Detroit’s Worst Schools Get Government Help

In Detroit the worst-performing public schools will be removed from the city’s school system and run by a new state authority designed to turn the schools around within five years.

According to the Wall Street Journal, Governor Rick Snyder and other state leaders intend to test a new concept that if successful may be utilized in other troubled schools around the state. The new concept known as the Educational Achievement System will begin a year from this fall with approximately 39 Detroit schools. The Educational Achievement System will be limited to the bottom 5% of the statewide academic system.

The new school system will be run by Roy Roberts, the current emergency manager of the Detroit public schools. Schools placed into the system must remain in it for five years and will be aided by the administrative support from Eastern Michigan University.
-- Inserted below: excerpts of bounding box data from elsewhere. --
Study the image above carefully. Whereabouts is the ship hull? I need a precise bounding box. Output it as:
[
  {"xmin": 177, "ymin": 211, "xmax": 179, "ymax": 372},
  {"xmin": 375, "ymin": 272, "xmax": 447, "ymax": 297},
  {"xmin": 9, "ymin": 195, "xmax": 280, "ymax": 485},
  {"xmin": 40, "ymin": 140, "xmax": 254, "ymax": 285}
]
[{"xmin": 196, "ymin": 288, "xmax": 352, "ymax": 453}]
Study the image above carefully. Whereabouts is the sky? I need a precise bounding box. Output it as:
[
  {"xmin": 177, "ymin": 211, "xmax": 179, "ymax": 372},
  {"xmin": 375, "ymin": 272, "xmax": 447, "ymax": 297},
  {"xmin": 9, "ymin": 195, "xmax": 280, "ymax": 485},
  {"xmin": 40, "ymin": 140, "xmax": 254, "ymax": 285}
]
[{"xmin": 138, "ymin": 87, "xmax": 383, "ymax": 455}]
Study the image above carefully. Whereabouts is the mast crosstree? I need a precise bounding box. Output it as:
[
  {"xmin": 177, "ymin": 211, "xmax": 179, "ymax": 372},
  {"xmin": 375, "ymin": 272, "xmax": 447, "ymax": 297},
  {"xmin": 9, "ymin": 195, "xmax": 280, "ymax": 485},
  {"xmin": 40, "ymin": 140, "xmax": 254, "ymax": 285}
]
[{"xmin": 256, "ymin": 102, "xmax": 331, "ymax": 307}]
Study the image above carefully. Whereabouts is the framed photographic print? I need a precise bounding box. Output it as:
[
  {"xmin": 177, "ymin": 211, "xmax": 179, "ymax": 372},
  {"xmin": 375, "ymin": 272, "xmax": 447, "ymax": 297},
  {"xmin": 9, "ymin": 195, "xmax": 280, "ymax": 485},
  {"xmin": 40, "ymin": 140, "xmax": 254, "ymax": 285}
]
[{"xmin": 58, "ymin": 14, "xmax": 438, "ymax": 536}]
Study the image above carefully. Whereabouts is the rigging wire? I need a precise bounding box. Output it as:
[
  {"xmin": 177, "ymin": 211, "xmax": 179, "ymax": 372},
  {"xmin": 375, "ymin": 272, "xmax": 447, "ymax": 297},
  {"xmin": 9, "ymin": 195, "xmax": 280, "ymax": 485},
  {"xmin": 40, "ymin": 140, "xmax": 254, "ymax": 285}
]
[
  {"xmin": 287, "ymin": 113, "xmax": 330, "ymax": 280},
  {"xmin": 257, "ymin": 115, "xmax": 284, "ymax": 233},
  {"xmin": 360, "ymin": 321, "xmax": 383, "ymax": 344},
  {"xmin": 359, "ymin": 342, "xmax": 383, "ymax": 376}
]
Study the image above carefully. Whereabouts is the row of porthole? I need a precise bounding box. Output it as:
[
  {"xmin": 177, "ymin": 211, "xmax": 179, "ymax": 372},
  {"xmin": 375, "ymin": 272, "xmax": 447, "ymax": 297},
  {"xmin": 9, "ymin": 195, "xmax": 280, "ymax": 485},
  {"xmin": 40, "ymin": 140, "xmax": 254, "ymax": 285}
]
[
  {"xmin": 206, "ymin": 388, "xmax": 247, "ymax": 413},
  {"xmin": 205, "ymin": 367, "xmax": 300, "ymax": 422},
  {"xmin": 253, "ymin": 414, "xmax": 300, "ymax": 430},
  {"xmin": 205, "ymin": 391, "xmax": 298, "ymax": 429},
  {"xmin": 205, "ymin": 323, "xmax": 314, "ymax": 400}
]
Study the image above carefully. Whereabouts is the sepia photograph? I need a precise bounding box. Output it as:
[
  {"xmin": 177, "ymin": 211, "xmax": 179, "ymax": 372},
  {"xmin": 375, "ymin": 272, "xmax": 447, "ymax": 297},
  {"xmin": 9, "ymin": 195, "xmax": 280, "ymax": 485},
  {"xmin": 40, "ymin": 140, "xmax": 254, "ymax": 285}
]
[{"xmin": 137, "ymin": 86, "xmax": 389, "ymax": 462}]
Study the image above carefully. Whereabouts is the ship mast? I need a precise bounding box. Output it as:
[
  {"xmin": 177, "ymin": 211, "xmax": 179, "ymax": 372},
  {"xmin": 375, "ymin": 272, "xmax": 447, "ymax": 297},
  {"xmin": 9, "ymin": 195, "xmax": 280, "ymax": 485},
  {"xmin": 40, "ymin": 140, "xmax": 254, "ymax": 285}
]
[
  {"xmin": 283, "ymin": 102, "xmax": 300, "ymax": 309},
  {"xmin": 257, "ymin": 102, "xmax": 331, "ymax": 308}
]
After the five year period, the schools are able to rejoin the Detroit district, obtain a charter to operate independently, or remain under the Educational Achievement System.

The governor who recently encouraged a large tax cut for corporations to pass, didn’t specify any plans to fund the academically ailing schools or what will happen to the budget of the regular schools. Snyder did say that the new Educational Achievement System should strive to spend 95% of its student funding on classroom expenses rather than the current 55% provided by the Detroit district.

Employees of the Educational Achievement System may be subject to new hiring rules. This in turn could lead to nonunion teachers being employed with reduced pay and benefits.  The new school system will also have to contend with other issues including crime, student absenteeism, as well as other issues.

Principles at schools under the new authority will be allowed to hire their own teachers. Parents will be asked to sign an agreement that they will assist in improving the schools.